Conciliant musique et théâtre, elle se produit en 1985 à São Paulo dans l’opéra-rock Colagens e bobagensde Shirley Pinheiro et Antonio Moreno et monte son premier concert solo Banho de Luz qui lui vaudra le prix Caymmi de meilleure interprète.

Sa carrière musicale commence alors à prendre de l’ampleur et, en 1987, avec l’essor de la musique axé et de la participation des femmes dans les trios elétricos, elle devient la chanteuse du trio du bloco 20 Vê. Durant cette période, à cause de la difficile acceptation des femmes comme chanteuse dans les trios, sa voit était artificiellement rendue plus grave, malgré son timbre naturel déjà très porté dans ces tons.

De cette année date le succès Faraó, premier morceau samba-reggae enregistré au Brésil. Elle continue ses concerts récoltant le succès tant auprès du public que de la critique, et reçoit pour la seconde fois, le prix Caymmi de meilleure interprète.

Toujours en 1987, comme chanteuse du bloco Simpatia quase amor, ses chansons commencent à percer sur la scène nationale et l’année suivante, elle se produit à Buenos Aires. Elle grave alors son premier disque éponyme.

En 1989, elle représente le Brésil, aux côtés de Pepeu Gomes, au 7e festival de musique des Caraïbes à Carthagène, en Colombie. Elle enregistre cette même année son deuxième album, Um canto para subir. Avec Gilberto Gil et Dominguinhos, elle participe à de nombreux concerts et lance un disque (Elegibô) aux États-Unis ce qui lui vaut une invitation de David Byrne pour faire la première partie des concerts des Talking Heads dans leur tournée mondiale.

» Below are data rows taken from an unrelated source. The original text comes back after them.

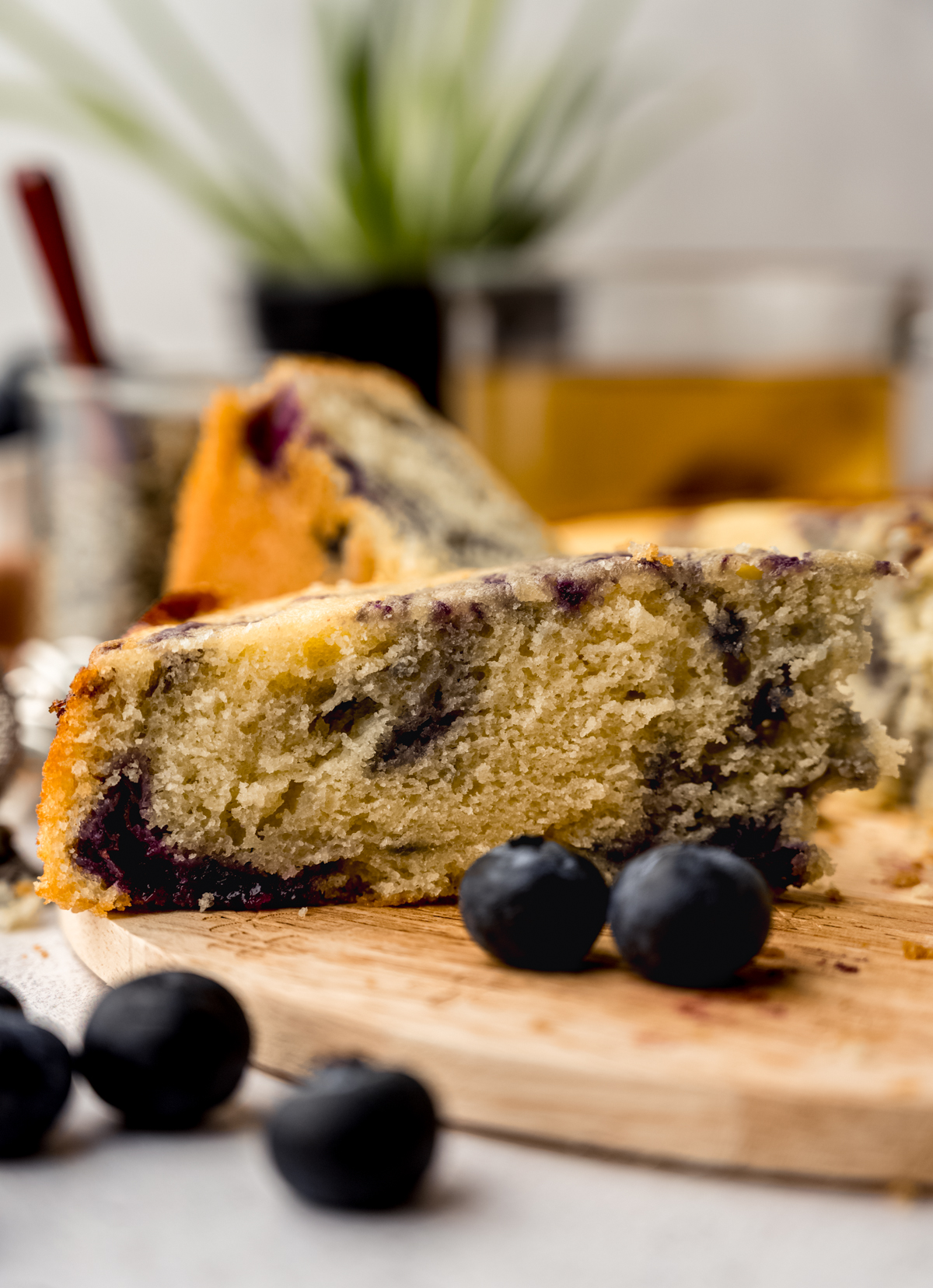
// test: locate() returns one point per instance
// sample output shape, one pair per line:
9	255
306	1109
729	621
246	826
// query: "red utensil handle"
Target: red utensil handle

Son disque Elegibô est considéré comme un des cinq meilleurs albums de world music du monde par la revue musicale Rolling Stones en 1991.

Elle enchaîne alors les disques et les tournées, tant au Brésil qu’à travers le monde, mais s’éloignant des grands labels de musique et de leur logique commerciale, elle ne touche plus le grand public. Ses concerts à Salvador continuent néanmoins d’attirer un public toujours nombreux. Finalement, en 2003, elle revient sur le devant de la scène avec un nouveau disque, produit cette fois sous son propre label. Sa chanson Dandalunda reçoit notamment le prix Dodô et Osmar en 2003 de meilleure chanson et de meilleure interprète.

Le 17 décembre 2010 elle fait une participation très remarquée à la troisième édition du Festival mondial des Arts nègres à Dakar au Sénégal.

Sa biographie montre une femme aux multiples facettes artistiques mais Margareth Menezes, par ses origines pauvres, se révèle toujours très préoccupée par la lutte contre les inégalités et pour le respect. Elle est considérée comme l’Aretha Franklin brésilienne par le Los Angeles Times.